In our digital world, think about how much of your personal information and identity lives online.
It's why lawmakers are concerned after the state auditor put a microscope on UW System's IT security.
Auditors found what they label a 'significant deficiency...' with UW's IT policies, procedures and controls, saying 'weaknesses... increase the risk that unauthorized or erroneous transactions could be processed; accounting, payroll, and student data could be changed; or personally identifiable information could be accidentally or maliciously exposed.'
Auditors presented their findings to lawmakers in a summer hearing.
"Further weaknesses in IT security, policies and controls may lead to increased risk of cyber attacks and loss of data," Carolyn Stittleburg, who oversaw the information technology audit, told lawmakers.
What exactly the problems are, we can't know.
Auditors say making that public would make the system even more vulnerable, but it has the attention of UW administrators who've come up with a plan for improvements.
"This issue is a challenge for every higher education institution throughout the country," said Ray Cross, UW System President. "I've asked for a complete Gantt Chart.
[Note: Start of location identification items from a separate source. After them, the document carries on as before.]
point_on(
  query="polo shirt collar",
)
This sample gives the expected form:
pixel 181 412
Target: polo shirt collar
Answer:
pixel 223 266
How many FTEs do you need? How much money do you need? Which of these are of greater priority? We're trying to understand that while dealing with the people's money responsibly while mitigating risk."
"Staying ahead of the threat is incredibly important and our agility is key, but incidents will occur, so our ability to respond and recover quickly is part of the program we're trying to implement," said Katherine Mayer, UW Associate Vice President for Information Security, when lawmakers asked about UW's efforts to reduce cyber threats.
Auditors say they've reported IT security concerns since the early '90s, and improvements have been made, but they say it's not enough.
"That requires an ever constant vigilance on top of a changing environment, which I think is a challenge in general, to be able to put the right kind of policy in place today that can both handle today and anticipate tomorrow correctly," says State Auditor Joe Chrisman.
The UW System must tell lawmakers steps already taken and improvements yet to come by August 31st. It already has a corrective action plan with a long to-do list.
In a statement to Action 2 News, a UW System spokeswoman says:
Information technology security is a top priority for the UW System and its Board of Regents. This issue is a challenge for every higher education institution throughout the country, and every organization has had to enhance their efforts to protect their data and their digital infrastructure. UW System Administration and UW institutions continue to develop and maintain a comprehensive IT security program as recommended by the Legislative Audit. Our policies and practices are focused on continually tightening information security for our university communities.